Yesterday, Delahunt significantly backed away from his strong support of the health care bill in comments on MSNBC. The adviser said that Delahunt had been considering such a move for months, but that Brown’s election on Tuesday convinced him most constituents would support a new approach.

In an interview yesterday, McGovern said he would be preparing for a tough fight in November, even though he also ran unopposed two years ago and has held office since 1996.

“Some people will come out of the woodwork to go after me,’’ he said. “There is clearly a lot of angst out there . . . We need to do a better job of communicating that we are spending the people’s money wisely.’’ Early indications are that Martin Lamb of Holliston will challenge McGovern.

Republican strategists also said they saw a possible opening in the Fifth District, a northern chunk of the state where Tsongas held off an aggressive bid by a Republican candidate to win a special election in 2007. The district has been represented by a Democrat for more than three decades. But on Tuesday, Brown prevailed in Lowell, Tsongas’s base, with 10,548 to Coakley’s 9,547. In the town of Dracut, voters favored him more than 2 to 1.

“There is no denying we are in a time of real uncertainty and frustration,’’ Tsongas in a telephone interview. “If you think of where we were a year ago, we have averted a real [economic] disaster . . . but we have to do more. That is what the voters are saying. I hear it loud and clear.’’

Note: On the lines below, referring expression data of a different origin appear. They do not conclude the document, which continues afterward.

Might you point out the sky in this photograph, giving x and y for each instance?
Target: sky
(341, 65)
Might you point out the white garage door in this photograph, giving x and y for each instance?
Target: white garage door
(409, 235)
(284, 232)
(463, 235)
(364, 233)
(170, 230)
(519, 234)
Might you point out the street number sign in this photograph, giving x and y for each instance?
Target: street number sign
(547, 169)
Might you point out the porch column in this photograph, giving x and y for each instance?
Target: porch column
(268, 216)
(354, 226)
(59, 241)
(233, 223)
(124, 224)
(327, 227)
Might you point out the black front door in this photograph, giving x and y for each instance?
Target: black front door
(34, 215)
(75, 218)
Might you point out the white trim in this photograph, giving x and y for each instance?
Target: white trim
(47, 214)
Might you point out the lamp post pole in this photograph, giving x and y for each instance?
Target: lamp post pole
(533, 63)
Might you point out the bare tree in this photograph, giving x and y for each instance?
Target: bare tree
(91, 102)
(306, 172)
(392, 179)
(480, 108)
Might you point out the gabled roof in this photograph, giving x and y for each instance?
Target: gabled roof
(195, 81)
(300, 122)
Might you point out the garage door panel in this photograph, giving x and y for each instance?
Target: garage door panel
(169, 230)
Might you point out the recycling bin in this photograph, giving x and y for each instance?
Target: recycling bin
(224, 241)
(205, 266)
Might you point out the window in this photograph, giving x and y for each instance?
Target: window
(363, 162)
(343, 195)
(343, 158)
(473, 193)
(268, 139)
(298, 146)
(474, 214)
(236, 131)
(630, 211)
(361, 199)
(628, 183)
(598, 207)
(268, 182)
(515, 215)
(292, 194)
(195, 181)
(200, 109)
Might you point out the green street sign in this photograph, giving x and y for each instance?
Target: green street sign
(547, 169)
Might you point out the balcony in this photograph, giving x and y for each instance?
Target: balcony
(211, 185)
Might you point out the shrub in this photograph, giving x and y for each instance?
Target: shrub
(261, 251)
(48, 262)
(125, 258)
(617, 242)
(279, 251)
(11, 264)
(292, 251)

The deadline for candidates to submit voters’ signatures for a 2010 congressional run is May 4. While that gives the party time to recruit, success for Republicans is by no means assured, despite Brown’s strong showing. The independent voters who turned out heavily and tipped the balance to Brown on Tuesday have been known to split their votes between parties, routinely reelecting their local Democratic congressman, say, while also picking Republican governors.

Also, incumbents traditionally are better-funded. Republican Jon Golnik, Tsongas’s challenger, has raised about $50,000 in five weeks. By comparison, Tsongas has raised $413,755 since the beginning of 2009 and has $137,872 in cash in her campaign account, according to the Center for Responsive Politics. In 2007, she spent about $2.3 million to win the special election.

Delahunt has raised $136,330 so far this cycle, but had $629,323 left over from previous election cycles. As recently as the 2006 election, he raised more than $1 million. McGovern had raised $485,213 this cycle and had $564,933 in cash on hand.

Republicans, however, said a newly discovered “Brown effect’’ would persuade strong challengers to run and donors to give.

“It is clear that when we do put up good candidates, we can win,’’ said Bill Hudak, a Boxford attorney who is campaigning to unseat Representative John Tierney in the Sixth District.

But Representative Edward J. Markey, who has represented the Seventh District since 1977, said national Republicans will waste their money if they try to unseat Massachusetts Democrats.

“If that is their strategy,’’ he said, “who am I to stop them?’’

Stephanie Ebbert of the Globe staff and Globe correspondent Alan Wirzbicki contributed to this report.